Wednesday, September 11, 2013

Why Do I Feel Like Such a Failure?

Do you?  I'll bet if you're a woman, especially if you have kids, you feel like a failure a lot.  Am I right?  Every day?  Many times a day?  You may not even be sure what The Standard is that you're trying to achieve, but every day you feel pretty sure - even convicted, perhaps - that you haven't reached it.

Well.  You feel like a failure because you are a failureAs am I.  You see, the first two people created, Adam and Eve, were created good and put in a beautiful garden.  But then they ate the fruit that God had told them not to eat - the fruit of the Tree of Knowledge of Good and Evil.  By choosing to decide for themselves what was wrong and what was right, Adam and Eve put themselves and their children at war with God Himself.

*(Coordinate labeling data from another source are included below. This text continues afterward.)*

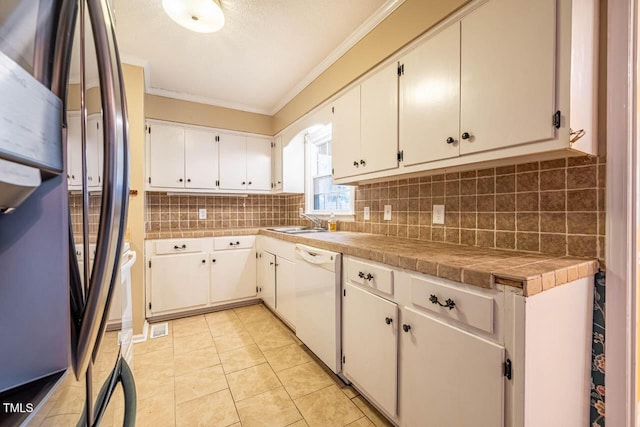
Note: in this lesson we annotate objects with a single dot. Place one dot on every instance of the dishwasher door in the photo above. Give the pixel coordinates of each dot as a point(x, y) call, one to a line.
point(317, 278)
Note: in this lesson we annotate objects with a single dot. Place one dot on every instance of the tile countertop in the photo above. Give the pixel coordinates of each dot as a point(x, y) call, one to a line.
point(482, 267)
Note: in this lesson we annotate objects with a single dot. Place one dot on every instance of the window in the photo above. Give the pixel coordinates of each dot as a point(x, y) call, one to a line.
point(324, 197)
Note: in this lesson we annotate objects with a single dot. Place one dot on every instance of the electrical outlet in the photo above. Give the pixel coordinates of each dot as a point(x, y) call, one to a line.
point(387, 212)
point(438, 214)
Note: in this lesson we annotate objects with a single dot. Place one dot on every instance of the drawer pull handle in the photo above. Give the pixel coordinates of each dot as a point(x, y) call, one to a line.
point(449, 303)
point(368, 276)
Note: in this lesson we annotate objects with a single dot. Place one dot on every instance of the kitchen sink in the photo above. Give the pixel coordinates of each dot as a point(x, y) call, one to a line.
point(297, 230)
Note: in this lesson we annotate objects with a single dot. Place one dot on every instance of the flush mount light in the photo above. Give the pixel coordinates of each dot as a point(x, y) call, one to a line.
point(201, 16)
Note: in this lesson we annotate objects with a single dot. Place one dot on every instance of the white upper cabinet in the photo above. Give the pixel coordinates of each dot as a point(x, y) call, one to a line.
point(508, 74)
point(94, 152)
point(430, 99)
point(200, 158)
point(345, 143)
point(276, 163)
point(258, 164)
point(379, 120)
point(166, 155)
point(233, 162)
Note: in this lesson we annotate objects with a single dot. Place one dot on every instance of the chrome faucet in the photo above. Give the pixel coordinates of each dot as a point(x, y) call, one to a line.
point(314, 219)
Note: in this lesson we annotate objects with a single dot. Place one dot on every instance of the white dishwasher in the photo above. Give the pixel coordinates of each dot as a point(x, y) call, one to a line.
point(317, 278)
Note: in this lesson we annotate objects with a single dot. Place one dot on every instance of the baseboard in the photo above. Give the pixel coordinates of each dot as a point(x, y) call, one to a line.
point(143, 336)
point(198, 311)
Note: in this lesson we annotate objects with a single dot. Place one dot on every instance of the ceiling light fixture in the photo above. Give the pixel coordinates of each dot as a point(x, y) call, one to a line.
point(201, 16)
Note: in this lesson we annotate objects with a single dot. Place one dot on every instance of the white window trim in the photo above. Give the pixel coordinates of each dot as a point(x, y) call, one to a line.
point(308, 195)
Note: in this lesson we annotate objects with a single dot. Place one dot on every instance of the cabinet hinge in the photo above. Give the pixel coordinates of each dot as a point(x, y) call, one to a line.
point(507, 369)
point(556, 120)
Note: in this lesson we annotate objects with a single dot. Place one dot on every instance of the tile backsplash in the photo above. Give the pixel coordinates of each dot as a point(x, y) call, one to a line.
point(180, 212)
point(554, 207)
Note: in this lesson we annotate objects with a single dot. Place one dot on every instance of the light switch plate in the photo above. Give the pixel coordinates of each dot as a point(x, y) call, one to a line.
point(438, 214)
point(387, 212)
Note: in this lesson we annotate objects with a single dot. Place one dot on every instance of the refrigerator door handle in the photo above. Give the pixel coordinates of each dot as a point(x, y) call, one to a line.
point(115, 191)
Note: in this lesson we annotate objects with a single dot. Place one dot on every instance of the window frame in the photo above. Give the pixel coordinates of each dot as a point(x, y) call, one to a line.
point(324, 136)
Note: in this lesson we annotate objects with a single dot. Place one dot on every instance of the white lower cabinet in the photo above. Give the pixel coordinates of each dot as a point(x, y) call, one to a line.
point(266, 278)
point(286, 290)
point(233, 275)
point(448, 377)
point(178, 282)
point(369, 345)
point(196, 273)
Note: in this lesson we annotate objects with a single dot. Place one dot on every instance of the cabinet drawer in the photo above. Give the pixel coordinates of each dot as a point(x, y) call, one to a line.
point(231, 242)
point(178, 246)
point(471, 308)
point(372, 275)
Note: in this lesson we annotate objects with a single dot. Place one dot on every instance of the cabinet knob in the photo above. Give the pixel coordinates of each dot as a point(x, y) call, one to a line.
point(449, 303)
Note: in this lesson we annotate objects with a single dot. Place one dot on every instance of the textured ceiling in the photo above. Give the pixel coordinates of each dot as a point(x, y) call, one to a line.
point(266, 48)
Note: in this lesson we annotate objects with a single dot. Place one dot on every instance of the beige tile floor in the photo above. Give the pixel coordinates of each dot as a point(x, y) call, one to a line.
point(239, 367)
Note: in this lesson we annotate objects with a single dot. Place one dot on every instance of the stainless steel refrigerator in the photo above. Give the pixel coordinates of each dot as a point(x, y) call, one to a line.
point(57, 365)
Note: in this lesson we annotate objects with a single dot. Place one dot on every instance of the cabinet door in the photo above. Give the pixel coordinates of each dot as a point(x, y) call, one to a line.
point(233, 162)
point(276, 163)
point(430, 99)
point(345, 134)
point(258, 164)
point(379, 120)
point(178, 282)
point(508, 74)
point(448, 377)
point(200, 158)
point(286, 290)
point(267, 278)
point(233, 275)
point(369, 345)
point(74, 151)
point(166, 156)
point(95, 153)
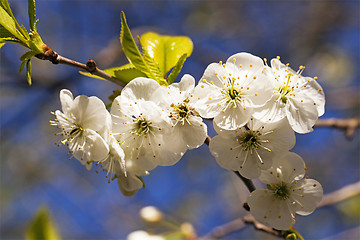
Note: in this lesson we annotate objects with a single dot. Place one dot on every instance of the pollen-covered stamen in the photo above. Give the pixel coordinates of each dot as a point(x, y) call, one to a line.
point(280, 190)
point(249, 140)
point(142, 126)
point(182, 112)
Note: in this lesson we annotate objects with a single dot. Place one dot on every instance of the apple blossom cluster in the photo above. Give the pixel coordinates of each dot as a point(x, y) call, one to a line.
point(256, 108)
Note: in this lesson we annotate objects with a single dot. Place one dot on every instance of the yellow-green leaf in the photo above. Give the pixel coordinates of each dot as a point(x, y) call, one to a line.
point(166, 50)
point(131, 50)
point(42, 227)
point(9, 24)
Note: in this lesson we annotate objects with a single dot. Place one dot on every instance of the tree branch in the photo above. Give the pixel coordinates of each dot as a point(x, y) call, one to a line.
point(349, 125)
point(218, 232)
point(90, 65)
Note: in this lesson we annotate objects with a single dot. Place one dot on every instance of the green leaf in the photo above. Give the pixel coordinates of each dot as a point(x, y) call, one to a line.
point(32, 15)
point(166, 50)
point(131, 50)
point(4, 33)
point(28, 71)
point(22, 66)
point(176, 70)
point(27, 55)
point(9, 24)
point(42, 227)
point(125, 73)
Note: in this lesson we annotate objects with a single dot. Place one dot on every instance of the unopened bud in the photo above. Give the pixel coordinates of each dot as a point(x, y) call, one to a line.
point(151, 214)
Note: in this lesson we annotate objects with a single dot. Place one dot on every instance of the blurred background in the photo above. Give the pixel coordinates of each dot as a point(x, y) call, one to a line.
point(322, 35)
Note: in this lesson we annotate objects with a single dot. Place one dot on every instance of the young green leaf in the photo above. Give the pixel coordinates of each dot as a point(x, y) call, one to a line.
point(28, 71)
point(27, 55)
point(166, 50)
point(9, 24)
point(32, 15)
point(131, 50)
point(42, 227)
point(176, 70)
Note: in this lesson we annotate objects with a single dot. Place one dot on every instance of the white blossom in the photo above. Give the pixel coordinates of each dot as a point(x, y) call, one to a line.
point(187, 125)
point(230, 92)
point(252, 148)
point(143, 128)
point(286, 194)
point(300, 99)
point(80, 120)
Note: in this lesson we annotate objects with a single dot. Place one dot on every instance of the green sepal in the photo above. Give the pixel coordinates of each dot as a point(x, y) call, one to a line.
point(166, 50)
point(131, 50)
point(27, 55)
point(42, 226)
point(28, 71)
point(32, 15)
point(176, 70)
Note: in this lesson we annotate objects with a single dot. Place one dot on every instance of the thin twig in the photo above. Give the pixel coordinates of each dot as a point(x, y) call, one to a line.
point(341, 194)
point(349, 125)
point(90, 65)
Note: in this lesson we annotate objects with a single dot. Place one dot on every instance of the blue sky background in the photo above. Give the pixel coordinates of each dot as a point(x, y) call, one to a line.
point(322, 35)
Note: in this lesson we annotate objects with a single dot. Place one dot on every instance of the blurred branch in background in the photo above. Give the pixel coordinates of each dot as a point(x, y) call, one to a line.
point(332, 198)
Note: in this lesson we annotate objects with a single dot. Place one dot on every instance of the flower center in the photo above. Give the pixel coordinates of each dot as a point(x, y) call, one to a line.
point(280, 190)
point(182, 111)
point(249, 140)
point(143, 125)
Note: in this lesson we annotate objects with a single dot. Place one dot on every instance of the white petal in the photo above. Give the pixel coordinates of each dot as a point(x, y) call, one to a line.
point(248, 61)
point(302, 114)
point(307, 193)
point(315, 92)
point(225, 150)
point(287, 167)
point(233, 118)
point(193, 135)
point(269, 210)
point(280, 135)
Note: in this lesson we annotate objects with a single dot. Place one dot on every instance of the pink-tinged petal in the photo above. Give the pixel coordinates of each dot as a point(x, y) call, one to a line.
point(306, 194)
point(233, 118)
point(66, 100)
point(302, 114)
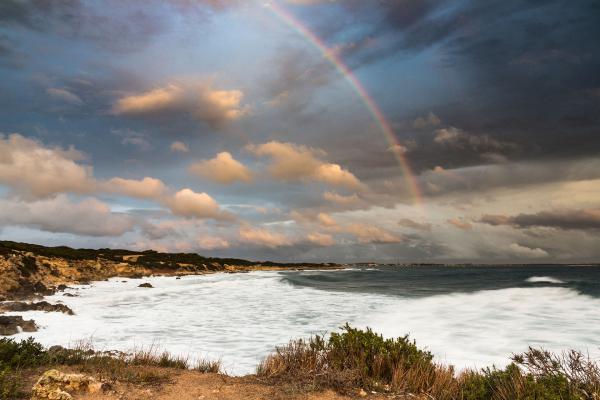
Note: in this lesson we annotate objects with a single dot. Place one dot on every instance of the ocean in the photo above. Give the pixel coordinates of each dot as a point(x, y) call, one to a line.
point(470, 316)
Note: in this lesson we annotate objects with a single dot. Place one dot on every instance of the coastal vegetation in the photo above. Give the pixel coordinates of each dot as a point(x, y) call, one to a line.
point(363, 359)
point(351, 362)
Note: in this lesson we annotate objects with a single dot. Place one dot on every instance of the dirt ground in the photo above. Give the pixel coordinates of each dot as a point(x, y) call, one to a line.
point(192, 385)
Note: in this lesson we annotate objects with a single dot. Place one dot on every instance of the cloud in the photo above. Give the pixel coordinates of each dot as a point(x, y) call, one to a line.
point(428, 121)
point(133, 138)
point(88, 217)
point(212, 243)
point(341, 199)
point(196, 100)
point(64, 95)
point(565, 219)
point(527, 252)
point(147, 188)
point(263, 237)
point(326, 220)
point(320, 239)
point(409, 223)
point(460, 224)
point(189, 204)
point(457, 138)
point(221, 169)
point(290, 162)
point(179, 147)
point(31, 169)
point(371, 234)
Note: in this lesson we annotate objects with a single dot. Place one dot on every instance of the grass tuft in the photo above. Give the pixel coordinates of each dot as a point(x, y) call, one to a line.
point(362, 359)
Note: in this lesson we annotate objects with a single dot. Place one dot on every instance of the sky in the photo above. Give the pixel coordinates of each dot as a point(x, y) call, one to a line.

God is the ultimate expression of all that is Good and Perfect, so, like our first parents, you and I are at war with all that is Good and Perfect.  Only, it can seem mixed-up and confusing because the tree Adam and Eve ate from was the Tree of the Knowledge of Good and Evil.  We've all learned to be socially acceptable as well, so we humans don't completely wipe each other out, so from the outside it looks like there's a lot of good in us... until there's an all-out war, when human nature is seen in the raw, minus a lot of that "social acceptability". (Think the Rwandan civil war, the Holocaust in Europe, or any number of present-day conflicts such as the war in Syria and even the riots in indebted countriesin response to "austerity measures".)

Anyway, so being at war with what is Good and Perfect makes us failures, with some good bits thrown in here and there.

But wait, there's good news!  By ourselves we are failures, but Jesus paid the price for that failure.  In Roman times, the crimes committed by a condemned criminal were nailed to their cross when they were crucified.  Jesus hadn't done anything wrong, so your sins and mine were symbolically nailed to his cross (the "handwriting of requirements against us" - the Bible still talks about sin after Jesus was resurrected, so it wasn't the law that was nailed to the cross, otherwise there would have been no such thing as sin any more! "Sin is the transgression of the law").  By repenting, being baptised and having hands laid on us to receive the Holy Spirit, we start to become something new.  No longer a failure.

Of course, we won't completely shake that "failure" part of ourselves until we are transformed.  We'll still feel like failures often.  But no longer hopeless failures!

In just two days is one of God's appointed Holy Days, known to the Jews and many others as Yom Kippur.  It is a day of recognising our human failure and the depth of our need for Jesus Christ and God our Father.  Physically, it's not an enjoyable day, since it means fasting for a complete 24 hours - no food or water in that time.  But spiritually it is a celebration of the fact that Jesus has paid for our weakness and sin.  It's a celebration that failure is just a temporary state - if we truly accept the price that Jesus paid.